The fertile part of Gaza represents about a third of the Gaza Strip, this being the part Israel has always wanted to retain owing to its economic productivity and sale of produce to Europe. How would you then react to Israel’s withdrawal from Gaza a few years ago? Is it because the maintenance and protection of Israeli settlers was proving rather costly for the Israeli government or because the U.S. nudged [then Prime Minister Ariel] Sharon in that direction, or because Sharon had his own agenda?

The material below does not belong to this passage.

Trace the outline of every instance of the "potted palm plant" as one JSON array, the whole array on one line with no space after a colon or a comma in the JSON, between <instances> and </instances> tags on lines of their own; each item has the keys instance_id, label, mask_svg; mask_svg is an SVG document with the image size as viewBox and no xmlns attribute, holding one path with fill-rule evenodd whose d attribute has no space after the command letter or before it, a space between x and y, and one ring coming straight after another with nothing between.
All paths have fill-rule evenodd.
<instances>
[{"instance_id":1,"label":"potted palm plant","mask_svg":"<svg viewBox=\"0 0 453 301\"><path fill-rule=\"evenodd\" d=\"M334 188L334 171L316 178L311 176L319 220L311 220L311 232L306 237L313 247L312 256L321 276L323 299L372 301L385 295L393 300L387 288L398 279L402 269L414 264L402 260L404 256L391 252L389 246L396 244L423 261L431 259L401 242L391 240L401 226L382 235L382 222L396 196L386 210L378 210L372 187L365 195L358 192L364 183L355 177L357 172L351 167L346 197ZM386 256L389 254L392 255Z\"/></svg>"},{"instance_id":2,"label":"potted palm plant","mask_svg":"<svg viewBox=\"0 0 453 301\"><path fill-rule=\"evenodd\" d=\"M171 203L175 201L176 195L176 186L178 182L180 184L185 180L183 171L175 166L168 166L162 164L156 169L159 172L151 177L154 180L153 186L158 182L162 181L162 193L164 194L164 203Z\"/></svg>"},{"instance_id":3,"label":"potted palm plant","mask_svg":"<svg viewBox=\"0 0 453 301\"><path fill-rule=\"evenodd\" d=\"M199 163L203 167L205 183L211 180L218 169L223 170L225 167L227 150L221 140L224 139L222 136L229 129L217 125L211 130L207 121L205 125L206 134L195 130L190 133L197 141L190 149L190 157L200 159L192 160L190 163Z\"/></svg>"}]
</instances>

The motives do not seem obscure. Gaza has been turned into a disaster area under Israeli military occupation of 38 years. A few thousand Israeli settlers take a substantial part of the scarce land and resources and have to be protected by a large part of the Israeli army. Sane Israeli hawks understand that it makes no sense to continue with these arrangements. The settlers, who were subsidised to establish themselves there, are now being subsidised to settle elsewhere, leaving the population of Gaza to rot in a virtual prison. The few scattered West Bank outposts that are being abandoned are also simply an annoyance for Israel.

The “disengagement plan” is in reality an expansion plan, as was made plain at once. The presentation of the plan was coupled with an announcement of tens of millions of dollars for West Bank settlements and infrastructure development, a further expansion of the programmes designed to ensure that valuable land and resources will be incorporated within Israel, while Palestinians will be left in scarcely viable cantons. The shameful “separation wall” is one particularly ugly feature of these programmes. The actions are gross violations of international law and elementary human rights but can continue as long as they are supported by the reigning superpower. American citizens are the only ones who can put an end to these continuing and very severe crimes.

The operation was a complete scam, a repeat of “Operation National Trauma ’82” as the press called it at the time, carefully orchestrated, a media triumph, intended to convey the message: “Never again must Jews suffer so; the West Bank is ours.”